Team behind ice preparation for USA Curling Nationals hopes their work goes ‘unnoticed’ by athletes
Shawn Olesen has a day job back in Fargo, North Dakota, as a warehouse manager, and the work, he said, is rewarding.
But preparing an ice surface taps into his passion – and it’s what brings him to Cheney this week for the USA Men’s and Women’s Curling National Championships that start on Saturday.
Olesen arrived at the Eastern Washington University Recreation Center on Sunday to unload the various machines and gear necessary to get the playing surface ready, a calculated process he and his crew expected to finish sometime late Thursday or early Friday.
“Our goal is to be unnoticed by the athletes,” Olesen said on Tuesday, “and they are provided, from the first day of practice to the last shot of the finals, a consistent, predictable playing surface.”
The Spokane Sports Commission bid for the chance to host the curling event, which previously came to the Pacific Northwest, to Everett, in 2017.
Curling doesn’t have the following in this region quite like it does in the upper Midwest, where most of the ice crew flew in from to help Olesen get the surface ready. The Spokane-Coeur d’Alene area has a curling club, but no ice dedicated to the sport full-time.
That’s significant, because the stones used in curling don’t curl well at all on the perfectly flat surfaces that are ideal for hockey and figure skating.
“That 40-pound stone would never travel anywhere to speak of on a flat surface,” Olesen said. “So we sprinkle water on it, and we call that pebbling.”
Such a surface would make for terrible skating, but it makes for ideal curling, as competitors compete in a game that looks a lot like shuffleboard on ice: However, instead of sand facilitating movement, the ice pebbles do so.
“The amount and the size of the pebbles we put out on the ice makes a difference in speed and curl,” Olesen said, “so we gotta adjust and decide what’s gonna be the best recipe to make the stones perform the best.”
Like the rest of his crew, Olesen started out as a curler before slipping into surface preparation and maintenance about 12 years ago. He still curls, too, but said he knew quickly when he started playing that if he were ever to be involved in an event of this magnitude, it would be in a maintenance capacity.

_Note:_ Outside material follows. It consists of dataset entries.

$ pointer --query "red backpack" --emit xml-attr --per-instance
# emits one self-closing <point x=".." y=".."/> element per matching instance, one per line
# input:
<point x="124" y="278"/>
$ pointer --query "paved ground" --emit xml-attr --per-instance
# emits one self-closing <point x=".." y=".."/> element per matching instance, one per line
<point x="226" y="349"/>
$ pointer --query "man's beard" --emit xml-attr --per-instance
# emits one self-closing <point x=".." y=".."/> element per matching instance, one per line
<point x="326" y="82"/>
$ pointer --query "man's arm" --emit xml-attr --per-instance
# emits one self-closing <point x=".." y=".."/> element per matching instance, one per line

The role has sent him all over the world, including to the 2018 Olympics in Pyeongchang, South Korea, where the USA men’s team won the gold medal. Four members of that team will compete in Cheney this coming week.

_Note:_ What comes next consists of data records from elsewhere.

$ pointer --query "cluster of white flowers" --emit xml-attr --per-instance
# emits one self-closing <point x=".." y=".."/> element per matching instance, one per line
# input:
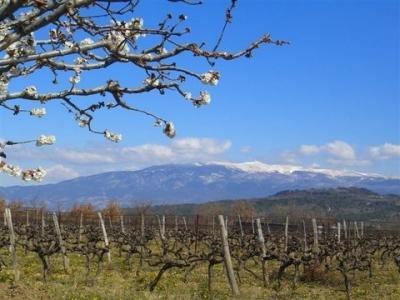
<point x="3" y="30"/>
<point x="113" y="136"/>
<point x="45" y="140"/>
<point x="161" y="50"/>
<point x="38" y="112"/>
<point x="10" y="169"/>
<point x="204" y="99"/>
<point x="80" y="60"/>
<point x="31" y="91"/>
<point x="152" y="81"/>
<point x="24" y="47"/>
<point x="69" y="45"/>
<point x="3" y="84"/>
<point x="117" y="42"/>
<point x="34" y="174"/>
<point x="147" y="56"/>
<point x="86" y="42"/>
<point x="211" y="77"/>
<point x="169" y="130"/>
<point x="117" y="38"/>
<point x="83" y="122"/>
<point x="75" y="78"/>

Olesen said many people have popped into the recreation center to watch the crew’s setup process this week, a multilayered, meticulous process. His crew filters water to a specific level of purity to ensure hard ice that won’t cut in the way hockey ice would, and that the pebbles will erode just the right amount during each competition.

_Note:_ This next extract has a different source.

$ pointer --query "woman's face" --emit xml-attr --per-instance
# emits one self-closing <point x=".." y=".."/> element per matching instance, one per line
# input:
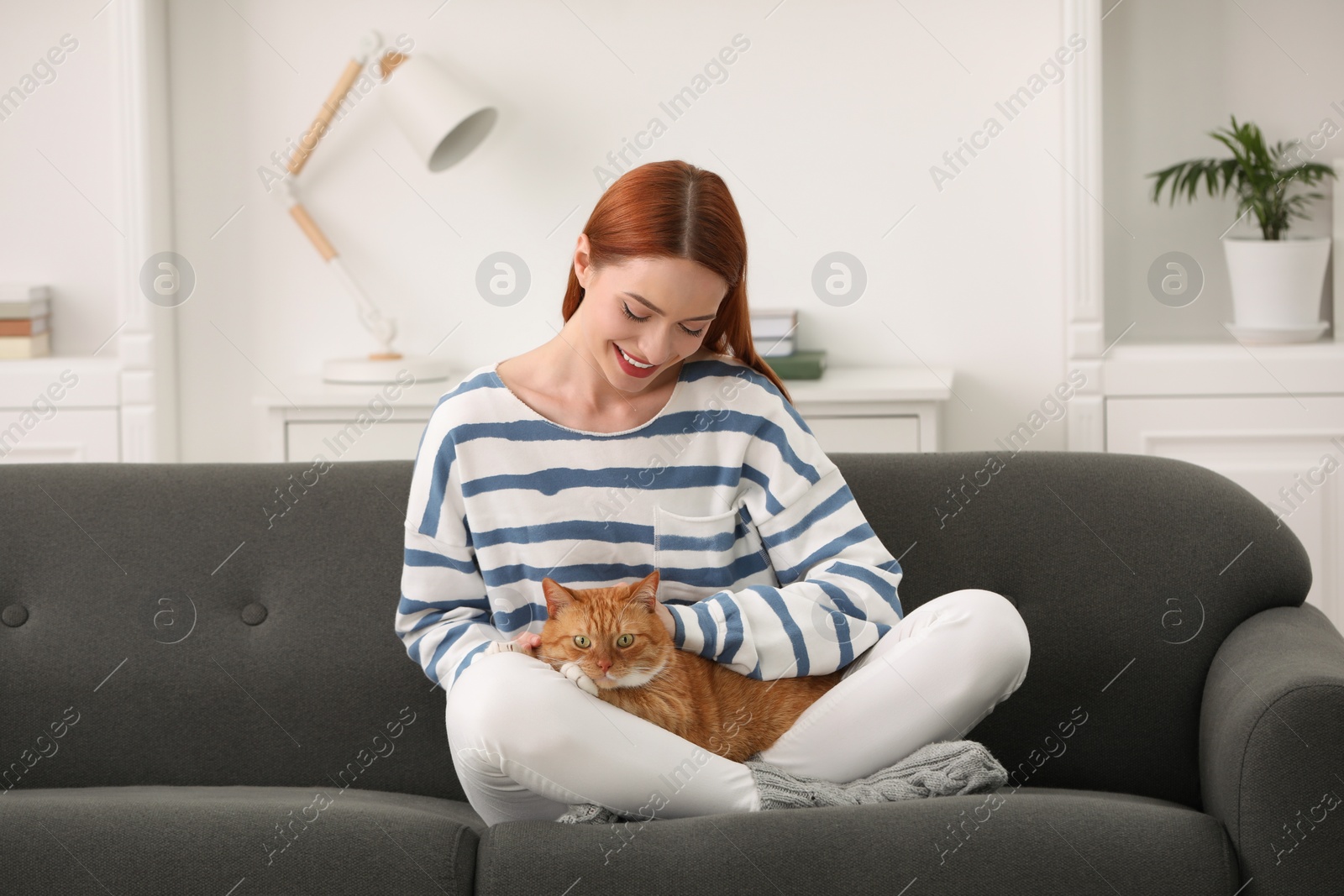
<point x="655" y="309"/>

“As the game goes, the pebble does wear, and even though it is wearing, the stones are reacting consistently,” Olesen said. “When it doesn’t, we notice that right away.”
After each match, the ice crew will use two machines to scrape off the pebble, then they use a special hose attachment that looks like a rounded leaf to spray on a new layer.
“Everybody wants the ice to play the same way,” said Keith Stauber, who came from Duluth, Minnesota, to volunteer with the ice crew.
Stauber and many on the crew have worked together for years, holding down full-time jobs during the warmer months of the year, then getting away to help with curling when they can.
“It’s rewarding to see when you do get it right,” Olesen said. “The people are awesome. These guys came from all over the country. We come together, learn from each other, (take what we can) home and be a part of the sport you like.
“My day job is rewarding and a good job, and then I get to come and do (my) passion. It’s a blast.”